Reading / AI summary

Don't make me think!

Steve Krug’s Don’t Make Me Think! is a practical, conversational guide to web usability — the art of designing websites and applications that are intuitive enough for users to navigate without confusion or frustration. First published in 2000 and updated in subsequent editions, the book has become a foundational text in the field of user experience design. Krug’s central argument is deceptively simple: good web design means eliminating unnecessary cognitive load. Every time a user has to pause and puzzle over something on a page — a label, a layout choice, a navigation scheme — it chips away at their confidence and goodwill. The goal is to make every interaction feel obvious.

Krug writes with humor and self-awareness, deliberately keeping the book short and scannable in the spirit of the usability principles he preaches. He draws on years of experience as a usability consultant to illustrate his points with clear, real-world examples, and he consistently emphasizes practical, actionable advice over abstract theory. The book covers everything from the conventions of page layout and navigation to the surprisingly underappreciated value of usability testing — and it makes the case that even informal, low-budget testing with a handful of users can reveal problems that no amount of internal debate will uncover. Throughout, Krug maintains that good usability is not about following rigid rules but about developing a sensitivity to how real people actually use the web, which is messily, hastily, and with very low patience for confusion.

Key takeaways

  • Users don’t read, they scan. People browsing the web are almost never reading carefully — they are scanning for the first thing that seems like it might work. Good design accounts for this by using clear headings, short paragraphs, bullet points, and prominent visual hierarchies.

  • Satisficing over optimizing. Users don’t make the best possible choice; they make the first reasonable-seeming choice and move on. Designs that count on users carefully weighing all their options will consistently disappoint.

  • Convention is your friend. Familiar patterns — logo in the top left, navigation across the top or down the left side, underlined links — reduce cognitive load because users already know how they work. Breaking convention for novelty’s sake requires the new pattern to be significantly better to justify the learning cost.

  • Every page needs a clear visual hierarchy and a self-evident purpose. Krug argues that a user dropped onto any page of a site should be able to answer basic questions instantly: What site is this? What page am I on? What can I do here? Navigation and page design should make these answers unavoidable.

  • Eliminate unnecessary words. Krug’s concept of “happy talk” — introductory filler text that says nothing and delays the user from getting to what they need — is one of the most common and easily fixed usability problems on the web. Cutting half the words on any given page almost always improves it.

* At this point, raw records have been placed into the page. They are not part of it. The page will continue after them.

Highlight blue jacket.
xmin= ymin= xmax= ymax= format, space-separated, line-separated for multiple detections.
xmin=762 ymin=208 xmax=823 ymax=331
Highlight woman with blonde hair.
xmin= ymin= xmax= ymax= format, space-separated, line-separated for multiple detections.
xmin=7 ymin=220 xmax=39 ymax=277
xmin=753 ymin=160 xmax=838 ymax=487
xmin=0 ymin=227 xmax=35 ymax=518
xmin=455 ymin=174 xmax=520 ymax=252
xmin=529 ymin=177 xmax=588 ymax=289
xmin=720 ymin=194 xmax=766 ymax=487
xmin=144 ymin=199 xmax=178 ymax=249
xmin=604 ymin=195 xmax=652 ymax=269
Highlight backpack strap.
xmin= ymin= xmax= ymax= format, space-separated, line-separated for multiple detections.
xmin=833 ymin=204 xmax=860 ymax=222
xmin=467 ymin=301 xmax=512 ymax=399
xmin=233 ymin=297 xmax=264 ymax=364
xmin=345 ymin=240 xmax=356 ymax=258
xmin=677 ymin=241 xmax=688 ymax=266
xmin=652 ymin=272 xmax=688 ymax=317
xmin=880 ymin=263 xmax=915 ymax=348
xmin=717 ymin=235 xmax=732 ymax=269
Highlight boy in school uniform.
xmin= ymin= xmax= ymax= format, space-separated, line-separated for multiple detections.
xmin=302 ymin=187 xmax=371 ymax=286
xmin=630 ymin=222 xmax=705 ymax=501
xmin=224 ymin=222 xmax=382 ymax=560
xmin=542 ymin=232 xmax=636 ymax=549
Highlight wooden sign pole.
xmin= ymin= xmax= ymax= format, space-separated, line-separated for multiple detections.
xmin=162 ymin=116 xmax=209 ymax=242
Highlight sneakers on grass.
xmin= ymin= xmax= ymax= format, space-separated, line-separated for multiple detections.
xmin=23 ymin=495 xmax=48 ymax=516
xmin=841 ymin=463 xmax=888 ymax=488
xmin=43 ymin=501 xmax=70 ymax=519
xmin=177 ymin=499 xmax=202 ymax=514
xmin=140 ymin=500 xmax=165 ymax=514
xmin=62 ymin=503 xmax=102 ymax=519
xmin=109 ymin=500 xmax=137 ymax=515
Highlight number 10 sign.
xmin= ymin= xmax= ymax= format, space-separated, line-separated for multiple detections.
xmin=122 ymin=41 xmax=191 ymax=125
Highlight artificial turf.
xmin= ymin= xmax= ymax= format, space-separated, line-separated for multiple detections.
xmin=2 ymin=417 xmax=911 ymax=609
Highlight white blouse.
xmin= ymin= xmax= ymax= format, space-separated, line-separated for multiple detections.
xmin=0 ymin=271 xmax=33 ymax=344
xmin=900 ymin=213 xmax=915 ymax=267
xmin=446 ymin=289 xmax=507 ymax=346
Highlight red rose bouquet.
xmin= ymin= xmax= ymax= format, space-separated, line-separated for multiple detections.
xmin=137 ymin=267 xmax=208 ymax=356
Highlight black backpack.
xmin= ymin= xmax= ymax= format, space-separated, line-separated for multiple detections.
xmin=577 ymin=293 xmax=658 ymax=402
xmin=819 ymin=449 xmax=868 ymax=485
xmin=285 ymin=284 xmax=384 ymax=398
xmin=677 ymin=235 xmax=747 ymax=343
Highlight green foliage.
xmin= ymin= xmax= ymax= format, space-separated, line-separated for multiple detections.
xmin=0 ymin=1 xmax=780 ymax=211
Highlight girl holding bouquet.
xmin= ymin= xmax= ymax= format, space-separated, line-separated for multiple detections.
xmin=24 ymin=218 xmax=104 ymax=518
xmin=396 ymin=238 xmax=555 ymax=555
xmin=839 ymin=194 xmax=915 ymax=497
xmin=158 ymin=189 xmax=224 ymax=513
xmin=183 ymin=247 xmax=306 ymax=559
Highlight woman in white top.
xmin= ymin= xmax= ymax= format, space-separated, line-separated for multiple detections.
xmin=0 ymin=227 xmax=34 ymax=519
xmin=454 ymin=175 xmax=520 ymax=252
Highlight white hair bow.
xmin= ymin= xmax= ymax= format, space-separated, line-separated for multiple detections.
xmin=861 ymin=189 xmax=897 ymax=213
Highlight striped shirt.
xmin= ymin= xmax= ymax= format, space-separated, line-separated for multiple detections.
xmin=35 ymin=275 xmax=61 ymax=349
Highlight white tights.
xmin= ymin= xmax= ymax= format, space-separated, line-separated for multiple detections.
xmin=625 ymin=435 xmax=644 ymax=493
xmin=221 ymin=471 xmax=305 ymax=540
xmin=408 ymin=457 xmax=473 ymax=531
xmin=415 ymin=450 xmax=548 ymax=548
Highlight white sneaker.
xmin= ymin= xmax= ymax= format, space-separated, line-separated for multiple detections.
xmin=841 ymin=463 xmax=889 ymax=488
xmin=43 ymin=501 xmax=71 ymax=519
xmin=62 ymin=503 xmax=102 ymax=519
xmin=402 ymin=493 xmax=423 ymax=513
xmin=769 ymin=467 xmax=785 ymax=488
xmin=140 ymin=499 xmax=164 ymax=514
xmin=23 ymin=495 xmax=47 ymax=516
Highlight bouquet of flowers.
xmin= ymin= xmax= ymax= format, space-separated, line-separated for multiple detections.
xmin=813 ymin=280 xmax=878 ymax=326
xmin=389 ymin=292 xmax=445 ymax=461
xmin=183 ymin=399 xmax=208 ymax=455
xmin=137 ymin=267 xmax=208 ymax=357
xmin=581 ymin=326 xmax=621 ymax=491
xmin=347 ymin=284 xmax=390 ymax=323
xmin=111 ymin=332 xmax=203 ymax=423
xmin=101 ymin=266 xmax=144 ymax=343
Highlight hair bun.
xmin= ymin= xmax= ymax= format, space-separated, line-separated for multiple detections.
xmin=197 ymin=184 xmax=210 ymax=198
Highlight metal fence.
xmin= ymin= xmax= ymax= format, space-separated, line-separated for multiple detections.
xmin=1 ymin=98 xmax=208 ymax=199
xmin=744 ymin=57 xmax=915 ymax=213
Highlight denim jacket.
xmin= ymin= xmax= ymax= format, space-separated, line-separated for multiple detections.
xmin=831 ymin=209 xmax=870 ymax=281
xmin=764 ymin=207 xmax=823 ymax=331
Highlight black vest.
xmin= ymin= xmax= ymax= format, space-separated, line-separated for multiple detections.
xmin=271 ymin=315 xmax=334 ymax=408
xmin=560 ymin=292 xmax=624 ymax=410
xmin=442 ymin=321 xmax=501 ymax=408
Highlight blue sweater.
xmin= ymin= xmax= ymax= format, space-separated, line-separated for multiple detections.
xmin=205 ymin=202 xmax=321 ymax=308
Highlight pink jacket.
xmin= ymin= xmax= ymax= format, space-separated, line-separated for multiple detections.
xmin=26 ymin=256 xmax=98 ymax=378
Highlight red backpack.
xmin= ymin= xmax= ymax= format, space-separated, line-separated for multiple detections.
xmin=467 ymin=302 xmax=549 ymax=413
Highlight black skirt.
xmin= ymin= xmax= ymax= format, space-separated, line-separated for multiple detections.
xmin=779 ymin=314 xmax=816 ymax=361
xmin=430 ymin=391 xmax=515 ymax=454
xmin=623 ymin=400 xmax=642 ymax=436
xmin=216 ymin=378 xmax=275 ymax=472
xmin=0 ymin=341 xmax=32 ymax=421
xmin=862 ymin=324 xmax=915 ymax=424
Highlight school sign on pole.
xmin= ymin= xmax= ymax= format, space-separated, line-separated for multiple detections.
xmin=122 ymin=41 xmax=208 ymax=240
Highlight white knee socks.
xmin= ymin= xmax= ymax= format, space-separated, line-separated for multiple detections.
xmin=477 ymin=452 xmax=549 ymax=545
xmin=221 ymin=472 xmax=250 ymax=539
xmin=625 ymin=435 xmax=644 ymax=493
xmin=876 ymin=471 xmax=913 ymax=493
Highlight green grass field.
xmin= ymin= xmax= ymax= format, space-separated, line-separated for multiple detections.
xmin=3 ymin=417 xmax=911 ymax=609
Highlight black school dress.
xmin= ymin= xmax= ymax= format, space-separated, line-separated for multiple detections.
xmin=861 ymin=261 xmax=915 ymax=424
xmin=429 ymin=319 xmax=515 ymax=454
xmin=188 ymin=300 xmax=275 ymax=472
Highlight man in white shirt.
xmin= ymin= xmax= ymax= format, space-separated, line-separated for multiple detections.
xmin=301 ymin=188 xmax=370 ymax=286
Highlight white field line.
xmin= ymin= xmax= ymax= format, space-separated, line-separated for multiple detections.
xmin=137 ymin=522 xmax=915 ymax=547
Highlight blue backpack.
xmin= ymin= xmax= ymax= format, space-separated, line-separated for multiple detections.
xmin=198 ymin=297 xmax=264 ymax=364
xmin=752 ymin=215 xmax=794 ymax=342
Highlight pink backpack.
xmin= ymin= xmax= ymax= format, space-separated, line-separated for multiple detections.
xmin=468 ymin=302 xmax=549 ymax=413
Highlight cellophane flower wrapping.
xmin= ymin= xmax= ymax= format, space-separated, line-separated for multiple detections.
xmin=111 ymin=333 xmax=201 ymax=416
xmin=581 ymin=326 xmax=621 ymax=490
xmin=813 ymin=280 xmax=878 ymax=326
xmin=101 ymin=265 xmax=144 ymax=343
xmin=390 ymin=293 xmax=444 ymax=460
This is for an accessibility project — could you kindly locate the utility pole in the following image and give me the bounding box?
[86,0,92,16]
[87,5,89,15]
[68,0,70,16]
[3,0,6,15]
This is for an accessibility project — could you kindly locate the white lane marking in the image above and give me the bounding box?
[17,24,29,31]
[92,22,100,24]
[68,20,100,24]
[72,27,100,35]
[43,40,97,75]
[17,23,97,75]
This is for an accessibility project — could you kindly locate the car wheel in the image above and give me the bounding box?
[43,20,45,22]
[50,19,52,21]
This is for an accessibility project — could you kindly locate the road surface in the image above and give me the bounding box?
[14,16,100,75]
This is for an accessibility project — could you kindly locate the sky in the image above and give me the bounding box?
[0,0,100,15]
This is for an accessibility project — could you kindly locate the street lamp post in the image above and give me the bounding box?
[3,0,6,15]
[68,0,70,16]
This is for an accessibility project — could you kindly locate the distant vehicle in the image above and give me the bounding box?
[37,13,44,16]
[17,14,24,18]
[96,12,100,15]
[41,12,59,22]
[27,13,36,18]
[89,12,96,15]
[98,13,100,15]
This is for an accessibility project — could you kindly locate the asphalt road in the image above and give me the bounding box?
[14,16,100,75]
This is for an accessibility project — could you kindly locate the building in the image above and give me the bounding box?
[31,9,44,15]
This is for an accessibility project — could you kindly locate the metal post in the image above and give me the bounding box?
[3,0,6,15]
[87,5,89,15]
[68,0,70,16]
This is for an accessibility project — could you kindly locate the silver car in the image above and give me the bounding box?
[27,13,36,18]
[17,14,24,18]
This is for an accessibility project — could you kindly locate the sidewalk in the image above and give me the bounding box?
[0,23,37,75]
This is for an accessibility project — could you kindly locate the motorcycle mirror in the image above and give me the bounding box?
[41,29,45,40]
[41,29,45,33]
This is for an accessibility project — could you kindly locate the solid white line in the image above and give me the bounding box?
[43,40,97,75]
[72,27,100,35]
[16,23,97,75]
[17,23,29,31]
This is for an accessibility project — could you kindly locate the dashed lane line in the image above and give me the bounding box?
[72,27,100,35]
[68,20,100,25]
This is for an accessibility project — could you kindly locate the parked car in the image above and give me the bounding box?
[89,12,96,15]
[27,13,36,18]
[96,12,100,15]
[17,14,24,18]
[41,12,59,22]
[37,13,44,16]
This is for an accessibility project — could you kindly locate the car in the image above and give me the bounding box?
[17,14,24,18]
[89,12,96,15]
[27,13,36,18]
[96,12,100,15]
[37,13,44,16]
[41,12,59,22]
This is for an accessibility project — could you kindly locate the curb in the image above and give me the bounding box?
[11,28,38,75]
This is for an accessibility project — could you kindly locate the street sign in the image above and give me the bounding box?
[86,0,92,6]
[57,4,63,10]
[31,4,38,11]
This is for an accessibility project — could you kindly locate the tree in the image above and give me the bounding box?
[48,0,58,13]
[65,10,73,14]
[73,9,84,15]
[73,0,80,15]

  • Usability testing doesn’t have to be expensive or elaborate. One of the book’s most influential arguments is that testing with just three or four users, done early and repeatedly, yields more useful insights than waiting to conduct a large, formal study. Getting real people in front of a prototype and watching them struggle (or not) is more valuable than any amount of internal debate about what users will prefer.

  • Goodwill is a limited and fragile resource. Krug introduces the idea of a user’s “reservoir of goodwill” — a store of patience and trust that good design builds up and bad design depletes. Confusing navigation, broken links, and unnecessary registration requirements drain that reservoir fast, and once it’s gone, users simply leave.